Capacity
128 gb
128gb
Pick and choose
Fixed. TY.
So you are saying one version came with…
… extra space!
I use the Pixel 6 Pro as my daily driver. The phone is a year and a half old. I am able to get a full day of heavy use on a single charge. The only thing I don’t love about this phone is the low storage. The camera takes awesome photos and videos, but the storage capacity (in my not so humble opinion) is designed to force users to pay for cloud storage.
For this reason, my next device will likely be a NOS Samsung device with SD card capabilities.
Sadly, most of the “flagship” phones these days don’t come with the option of adding external storage. No doubt a way to lock us into their cloud ecosystems. I think you get 100gb free storage when you buy a new pixel - but that’s nothing. I am subscribed to 2tb of google storage right now. I share it with my family to backup all our phones photos and videos. Alternately, you can keep downloading stuu from your phone to a PC or something.
Found this on google:
If you are somewhat tech savvy, you could always self-host your photo storage as well. thinks like Nextcloud, Owncloud, PhotoPrism, and many more all have fairly mature phone apps to automatically upload photos to their own respective servers. And you can self host those servers on a NAS or old PC at your own house. They all have mostly the same features as Google or Apple do for photo sharing/storage, even AI face recognization. Though their AI isn’t as good as Google’s but it’s a start.
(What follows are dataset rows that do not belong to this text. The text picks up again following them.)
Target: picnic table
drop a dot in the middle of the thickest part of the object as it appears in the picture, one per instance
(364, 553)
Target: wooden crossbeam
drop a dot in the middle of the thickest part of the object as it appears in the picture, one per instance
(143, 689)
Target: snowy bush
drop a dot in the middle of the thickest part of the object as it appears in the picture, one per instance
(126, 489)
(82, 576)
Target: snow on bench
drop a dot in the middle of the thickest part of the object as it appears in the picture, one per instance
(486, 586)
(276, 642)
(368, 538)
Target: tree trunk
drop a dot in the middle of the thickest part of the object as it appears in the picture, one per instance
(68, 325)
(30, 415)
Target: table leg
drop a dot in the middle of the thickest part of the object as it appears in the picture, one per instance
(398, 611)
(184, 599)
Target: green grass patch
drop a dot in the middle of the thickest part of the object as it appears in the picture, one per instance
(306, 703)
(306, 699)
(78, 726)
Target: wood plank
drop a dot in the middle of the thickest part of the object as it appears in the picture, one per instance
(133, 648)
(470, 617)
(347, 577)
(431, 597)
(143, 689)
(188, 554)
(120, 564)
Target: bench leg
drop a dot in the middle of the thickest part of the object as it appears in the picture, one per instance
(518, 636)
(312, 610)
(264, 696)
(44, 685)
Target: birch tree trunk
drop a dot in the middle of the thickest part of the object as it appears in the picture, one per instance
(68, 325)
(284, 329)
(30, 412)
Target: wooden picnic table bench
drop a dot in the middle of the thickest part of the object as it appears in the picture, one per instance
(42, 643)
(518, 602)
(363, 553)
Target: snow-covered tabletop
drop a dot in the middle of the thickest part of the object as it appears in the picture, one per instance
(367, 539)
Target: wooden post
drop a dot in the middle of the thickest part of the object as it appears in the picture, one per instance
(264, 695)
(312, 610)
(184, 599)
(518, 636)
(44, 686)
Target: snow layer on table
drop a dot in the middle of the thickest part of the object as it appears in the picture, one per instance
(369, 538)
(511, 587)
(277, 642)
I’ve got a 10tb NAS connected to a Nextcloud instance that I also share with my Family. We can add photos to shared collections and even send out e-mails to allow others to view photos. And I don’t have to pay anyone else for it, or worry about loosing all my photos because something happened to my Google account.
I have a NAS as well. Occasionally I’ll move the Google data over to it. It’s a QNAP. I still have Picasa on an old PC that I use to organize the photos on the NAS. The native qnap app isn’t great for viewing the pics through our home devices.
I like Google photos. I’m typing this on a pixel 7 pro. So I’m familiar with a lot of the features that are available with their software. The magic erase feature is seriously a gimmick. For every pic I’ve tried to use it with - the results show that the image was clearly messed with. But, unblur is a pretty decent feature. And all the search capabilities in photos - love them!
For some reason i read the color as : Stormy Daniels
Tell me if this true. If you get the 2TB google storage subscription, then use more than 15GB, then Unsubscribe, do you lose access to your email as it will probably state you have no space on your account for emails, etc?
just bought a used P6P and I LOVE it. It cost about $250. Best phone I’ve ever used. (Out of 12 mini, Pixel 4a5G, Pixel 3, iPhone 7 and Flip4) only 2 that came close were the Pixels!
Did that happen after you drank a Dark and Stormy?
@HigHwing
What happens when that 10tb drive dies? Or do you have that backed up to a second one…?
I said I have a 10tb NAS. That last part is important and means Netowrk Attached Storage. And many NAS devices usually have multiple drives in them and support different types of RAID. Which means Redundant Array of Independent Disks/Drives. In short a RAID will store data over multiple drives in a way so that if one drive fails, you will not loose any data, and can then replace that drive and move along without any dataloss.
Now this is a very high level, over simplified view that glosses over a lot more technical details that can change many parts of how that works. But as far as most people would understand, Yes if one drive fails, my data is in a manner of speaking, backed up on another drive. And now that I’ve said that, I’m sure someone will come along and say “RAID is not a backup solution!!”. Which is true, but I’m also not running an enterprise business that will loose tons of money if there is any downtime or dataloss. So I dont have the money, time, and space to put in a true backup solution. And the reality is a RAID offeres more than enough protections for the average home consumer use.